Teaching this class has been one of my favorite ministries during this past year.  I had no idea that the five changes at midlife I thought I had already made were redone over the nine months I was teaching.  I discovered the importance of the message about spiritual transformation at midlife was vital to my personal life and also becoming critical for the world we live in today.  I had overlooked the sentence where Iris Peace explained: Understand this, the more educated, or smart, or sophisticated or world-wise you are the more mid-life crisis states you will go through.  My class members and I discovered that midlife states are constant and extend new invitations to a more meaningful life and walk with God.

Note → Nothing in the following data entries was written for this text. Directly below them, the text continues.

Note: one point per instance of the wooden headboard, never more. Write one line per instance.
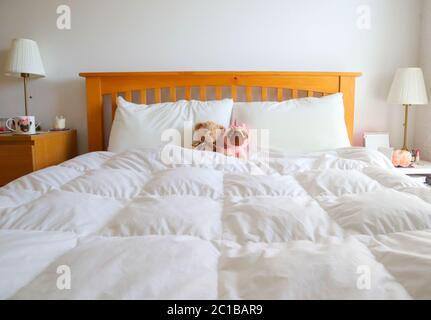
(165, 86)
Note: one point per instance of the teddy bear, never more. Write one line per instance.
(207, 135)
(402, 158)
(236, 141)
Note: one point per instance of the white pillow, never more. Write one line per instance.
(137, 126)
(298, 125)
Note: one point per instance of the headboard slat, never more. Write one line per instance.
(313, 83)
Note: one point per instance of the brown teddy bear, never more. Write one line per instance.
(206, 135)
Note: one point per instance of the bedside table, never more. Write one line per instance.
(23, 154)
(419, 170)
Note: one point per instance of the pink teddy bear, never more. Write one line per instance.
(402, 158)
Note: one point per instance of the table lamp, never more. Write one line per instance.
(24, 61)
(408, 88)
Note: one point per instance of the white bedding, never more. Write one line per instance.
(318, 226)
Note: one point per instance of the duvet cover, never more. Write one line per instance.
(183, 224)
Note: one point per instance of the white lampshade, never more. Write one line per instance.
(24, 57)
(408, 87)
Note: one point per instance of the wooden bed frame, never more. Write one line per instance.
(99, 85)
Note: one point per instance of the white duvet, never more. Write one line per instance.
(333, 225)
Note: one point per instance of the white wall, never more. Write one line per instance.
(423, 113)
(160, 35)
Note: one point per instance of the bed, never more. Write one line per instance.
(339, 224)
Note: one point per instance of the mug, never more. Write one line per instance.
(22, 125)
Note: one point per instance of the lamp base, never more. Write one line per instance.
(406, 120)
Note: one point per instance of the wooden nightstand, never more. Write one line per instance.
(23, 154)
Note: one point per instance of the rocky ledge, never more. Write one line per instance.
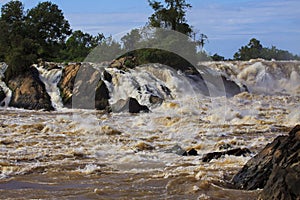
(29, 92)
(276, 169)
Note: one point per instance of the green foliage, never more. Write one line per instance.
(79, 45)
(171, 16)
(47, 26)
(131, 40)
(39, 33)
(255, 50)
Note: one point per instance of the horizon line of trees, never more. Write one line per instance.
(43, 33)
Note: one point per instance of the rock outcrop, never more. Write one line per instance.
(232, 152)
(276, 169)
(66, 83)
(29, 92)
(89, 89)
(2, 95)
(130, 105)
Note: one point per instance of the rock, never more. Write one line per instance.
(130, 105)
(191, 152)
(29, 92)
(66, 83)
(231, 88)
(177, 150)
(2, 95)
(135, 107)
(234, 152)
(155, 100)
(142, 146)
(87, 90)
(102, 96)
(107, 76)
(124, 63)
(276, 169)
(120, 106)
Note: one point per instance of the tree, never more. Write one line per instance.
(41, 33)
(48, 26)
(251, 51)
(79, 45)
(131, 40)
(171, 16)
(255, 50)
(11, 26)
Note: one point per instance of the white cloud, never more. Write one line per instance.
(111, 23)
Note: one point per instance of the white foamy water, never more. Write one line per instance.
(264, 77)
(102, 155)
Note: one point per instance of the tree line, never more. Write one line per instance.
(44, 33)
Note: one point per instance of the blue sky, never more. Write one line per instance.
(229, 24)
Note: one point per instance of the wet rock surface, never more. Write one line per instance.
(233, 152)
(2, 95)
(66, 83)
(276, 169)
(29, 92)
(86, 87)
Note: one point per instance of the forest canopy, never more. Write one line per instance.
(44, 33)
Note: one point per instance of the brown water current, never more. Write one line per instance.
(79, 154)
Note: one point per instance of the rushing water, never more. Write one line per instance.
(84, 154)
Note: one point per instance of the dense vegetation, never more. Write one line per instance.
(255, 50)
(43, 33)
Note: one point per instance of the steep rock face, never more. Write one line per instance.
(130, 105)
(90, 91)
(276, 169)
(29, 92)
(2, 94)
(66, 83)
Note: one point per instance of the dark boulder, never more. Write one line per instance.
(233, 152)
(102, 96)
(135, 107)
(130, 105)
(155, 100)
(29, 92)
(231, 87)
(276, 169)
(66, 83)
(90, 91)
(191, 152)
(2, 95)
(107, 76)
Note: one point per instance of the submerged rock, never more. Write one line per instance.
(233, 152)
(276, 169)
(90, 91)
(130, 105)
(191, 152)
(2, 95)
(29, 92)
(135, 107)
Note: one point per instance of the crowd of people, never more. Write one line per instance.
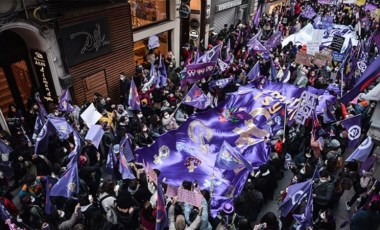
(113, 202)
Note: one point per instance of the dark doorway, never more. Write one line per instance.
(15, 72)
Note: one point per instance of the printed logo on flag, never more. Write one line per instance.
(354, 132)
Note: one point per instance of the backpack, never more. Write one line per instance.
(110, 213)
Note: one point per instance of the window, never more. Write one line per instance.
(146, 12)
(140, 49)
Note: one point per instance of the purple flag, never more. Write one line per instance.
(376, 39)
(362, 152)
(254, 73)
(4, 148)
(308, 12)
(273, 41)
(353, 125)
(111, 159)
(238, 39)
(306, 219)
(154, 42)
(133, 99)
(228, 48)
(296, 194)
(161, 216)
(328, 117)
(211, 55)
(370, 75)
(257, 17)
(222, 65)
(126, 150)
(196, 98)
(63, 103)
(49, 182)
(195, 72)
(229, 158)
(126, 172)
(367, 165)
(273, 71)
(68, 184)
(95, 134)
(162, 75)
(43, 138)
(40, 121)
(221, 83)
(62, 127)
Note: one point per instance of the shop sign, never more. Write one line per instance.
(227, 5)
(85, 40)
(184, 11)
(193, 34)
(41, 66)
(194, 23)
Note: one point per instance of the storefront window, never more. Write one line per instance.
(145, 12)
(141, 50)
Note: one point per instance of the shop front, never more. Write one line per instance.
(97, 47)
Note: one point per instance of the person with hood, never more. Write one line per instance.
(322, 193)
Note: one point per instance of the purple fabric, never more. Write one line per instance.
(62, 127)
(49, 182)
(367, 165)
(376, 39)
(221, 83)
(162, 75)
(195, 72)
(273, 41)
(196, 98)
(4, 148)
(370, 75)
(308, 13)
(125, 171)
(161, 215)
(256, 19)
(95, 134)
(111, 159)
(296, 194)
(133, 99)
(353, 126)
(63, 103)
(273, 71)
(362, 152)
(68, 184)
(229, 158)
(306, 219)
(43, 138)
(126, 150)
(254, 74)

          The pangs of living in a fallen world are constant and cause more despair than ever before.  If we put our hope in what this world can give us alone, we will all give up by midlife.  Now that our American economy is taking different hits that we have been shielded from in the past, our midlife adults can lose their way, not seeing a way to recover financially even after careful plotting and planning.  The secret to midlife is to use the lessons from the passage of time you have experienced in order to make whatever adjustments are required.  We need to see our lives as an adventure and believe that God gives us life for a reason and purpose.  There is always hope when God leads you through midlife.
          According to Iris Pearce, at midlife God sends you five things you feel you have to change. 

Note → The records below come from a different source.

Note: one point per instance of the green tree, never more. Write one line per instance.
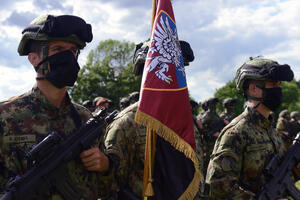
(290, 91)
(230, 91)
(107, 73)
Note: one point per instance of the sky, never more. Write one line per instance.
(222, 33)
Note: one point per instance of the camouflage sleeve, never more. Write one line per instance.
(281, 126)
(225, 168)
(126, 140)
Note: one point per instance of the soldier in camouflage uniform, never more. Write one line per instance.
(124, 103)
(133, 97)
(89, 105)
(52, 44)
(294, 123)
(228, 114)
(283, 127)
(246, 145)
(126, 139)
(212, 125)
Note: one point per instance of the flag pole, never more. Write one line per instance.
(148, 190)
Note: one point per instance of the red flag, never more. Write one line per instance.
(171, 166)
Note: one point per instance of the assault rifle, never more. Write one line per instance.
(51, 155)
(279, 174)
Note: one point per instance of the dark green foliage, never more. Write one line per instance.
(107, 73)
(290, 90)
(230, 91)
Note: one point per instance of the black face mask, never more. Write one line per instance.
(63, 69)
(272, 98)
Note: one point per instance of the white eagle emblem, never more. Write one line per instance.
(166, 44)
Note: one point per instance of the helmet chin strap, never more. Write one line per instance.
(42, 67)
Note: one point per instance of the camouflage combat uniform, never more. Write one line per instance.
(227, 115)
(25, 121)
(284, 125)
(209, 120)
(126, 139)
(242, 151)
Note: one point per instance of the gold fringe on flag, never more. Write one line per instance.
(156, 127)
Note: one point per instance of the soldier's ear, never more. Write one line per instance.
(34, 59)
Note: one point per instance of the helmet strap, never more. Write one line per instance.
(42, 67)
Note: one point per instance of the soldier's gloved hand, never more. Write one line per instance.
(95, 160)
(216, 134)
(226, 121)
(199, 123)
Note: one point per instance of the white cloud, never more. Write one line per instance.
(223, 34)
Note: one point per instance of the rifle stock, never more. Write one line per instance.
(279, 174)
(42, 173)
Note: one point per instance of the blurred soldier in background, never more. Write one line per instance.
(133, 97)
(228, 114)
(212, 125)
(283, 127)
(247, 144)
(101, 102)
(126, 139)
(89, 105)
(124, 102)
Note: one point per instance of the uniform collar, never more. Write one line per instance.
(39, 98)
(258, 118)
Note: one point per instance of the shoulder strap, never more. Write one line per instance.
(75, 116)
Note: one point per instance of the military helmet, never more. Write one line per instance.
(53, 28)
(208, 102)
(295, 114)
(262, 69)
(229, 101)
(134, 97)
(87, 103)
(284, 113)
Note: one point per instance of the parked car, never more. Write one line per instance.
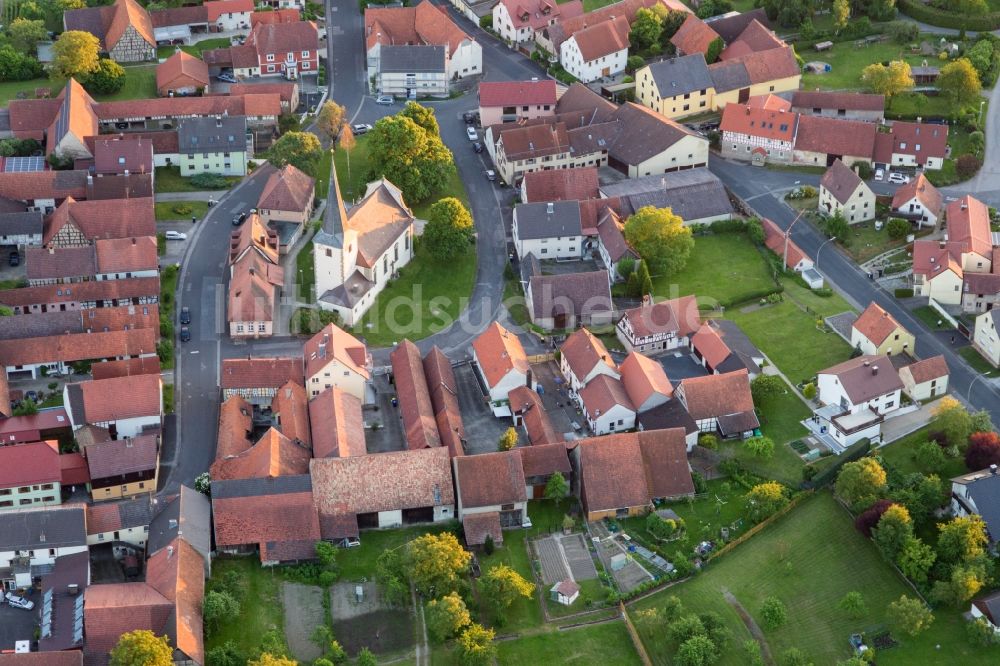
(19, 602)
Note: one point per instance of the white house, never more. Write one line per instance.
(926, 379)
(502, 364)
(597, 51)
(606, 405)
(856, 396)
(584, 357)
(32, 538)
(356, 253)
(548, 230)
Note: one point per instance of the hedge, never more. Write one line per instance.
(934, 16)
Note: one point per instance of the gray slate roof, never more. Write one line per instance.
(407, 59)
(535, 220)
(51, 527)
(679, 76)
(212, 135)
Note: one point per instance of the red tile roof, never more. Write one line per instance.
(27, 464)
(511, 93)
(337, 422)
(498, 352)
(415, 405)
(876, 324)
(490, 479)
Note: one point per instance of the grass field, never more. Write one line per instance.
(165, 210)
(261, 610)
(721, 267)
(425, 299)
(810, 559)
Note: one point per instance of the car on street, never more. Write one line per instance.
(19, 602)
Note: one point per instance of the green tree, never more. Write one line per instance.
(894, 530)
(696, 651)
(841, 14)
(217, 608)
(647, 26)
(853, 603)
(25, 34)
(557, 487)
(436, 563)
(75, 53)
(959, 82)
(330, 119)
(916, 560)
(773, 613)
(508, 440)
(448, 230)
(142, 648)
(890, 80)
(422, 116)
(861, 482)
(410, 157)
(760, 447)
(765, 387)
(106, 79)
(475, 646)
(660, 238)
(909, 616)
(300, 149)
(502, 586)
(765, 499)
(447, 616)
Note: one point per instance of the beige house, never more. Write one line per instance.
(876, 333)
(842, 191)
(986, 338)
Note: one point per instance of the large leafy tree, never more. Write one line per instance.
(436, 563)
(300, 149)
(449, 227)
(660, 238)
(142, 648)
(412, 158)
(75, 53)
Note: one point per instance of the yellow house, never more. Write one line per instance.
(876, 332)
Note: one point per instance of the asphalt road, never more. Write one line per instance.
(763, 189)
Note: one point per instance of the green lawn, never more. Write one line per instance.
(809, 559)
(722, 268)
(606, 644)
(165, 210)
(261, 609)
(426, 298)
(976, 360)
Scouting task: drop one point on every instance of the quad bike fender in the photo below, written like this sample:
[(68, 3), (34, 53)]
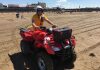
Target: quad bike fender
[(49, 49)]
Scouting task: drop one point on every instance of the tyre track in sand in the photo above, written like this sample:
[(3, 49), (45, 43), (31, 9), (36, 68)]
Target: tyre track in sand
[(89, 48)]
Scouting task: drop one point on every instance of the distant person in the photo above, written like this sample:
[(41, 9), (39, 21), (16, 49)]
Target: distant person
[(17, 15), (38, 18)]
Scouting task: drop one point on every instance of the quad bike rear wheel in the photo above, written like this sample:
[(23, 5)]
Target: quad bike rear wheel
[(44, 62)]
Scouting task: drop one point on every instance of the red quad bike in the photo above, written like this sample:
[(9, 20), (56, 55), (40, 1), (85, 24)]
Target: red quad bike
[(49, 45)]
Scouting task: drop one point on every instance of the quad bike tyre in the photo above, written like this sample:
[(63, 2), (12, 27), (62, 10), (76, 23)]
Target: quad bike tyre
[(44, 62), (25, 48), (72, 57)]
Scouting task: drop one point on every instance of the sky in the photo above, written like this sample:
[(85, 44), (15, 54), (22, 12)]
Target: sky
[(54, 3)]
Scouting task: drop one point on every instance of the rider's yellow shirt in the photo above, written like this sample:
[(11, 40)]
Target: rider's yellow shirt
[(38, 20)]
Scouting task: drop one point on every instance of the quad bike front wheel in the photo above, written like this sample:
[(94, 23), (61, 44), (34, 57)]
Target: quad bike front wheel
[(25, 48), (44, 62)]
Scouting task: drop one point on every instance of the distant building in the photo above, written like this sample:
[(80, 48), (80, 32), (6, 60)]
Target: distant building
[(13, 6), (35, 5)]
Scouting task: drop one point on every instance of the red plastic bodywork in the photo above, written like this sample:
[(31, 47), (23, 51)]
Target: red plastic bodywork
[(39, 35)]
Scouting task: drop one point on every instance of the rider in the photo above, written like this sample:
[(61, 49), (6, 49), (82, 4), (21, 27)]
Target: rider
[(39, 18)]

1.       The Need to Replace the Spouse [or get one].
2.       The Need to Change what type of work I do.
3.       The Need to Change where I do my work
4.       The need to Change where I live.
5.       The Need to Change me.
We can make these changes into crises if we do not center ourselves in God’s word.  God tells us that we cannot change our spouse.  If we follow the Holy Spirit, we will start with the need to change ourselves and then move into the other midlife changes grounded rather than in despair.  Pray for our country and those facing midlife and all its invitations to change.  Pray for protection from despair and suicide, rather may the church and God’s Word lead us to a spiritual transformation at midlife.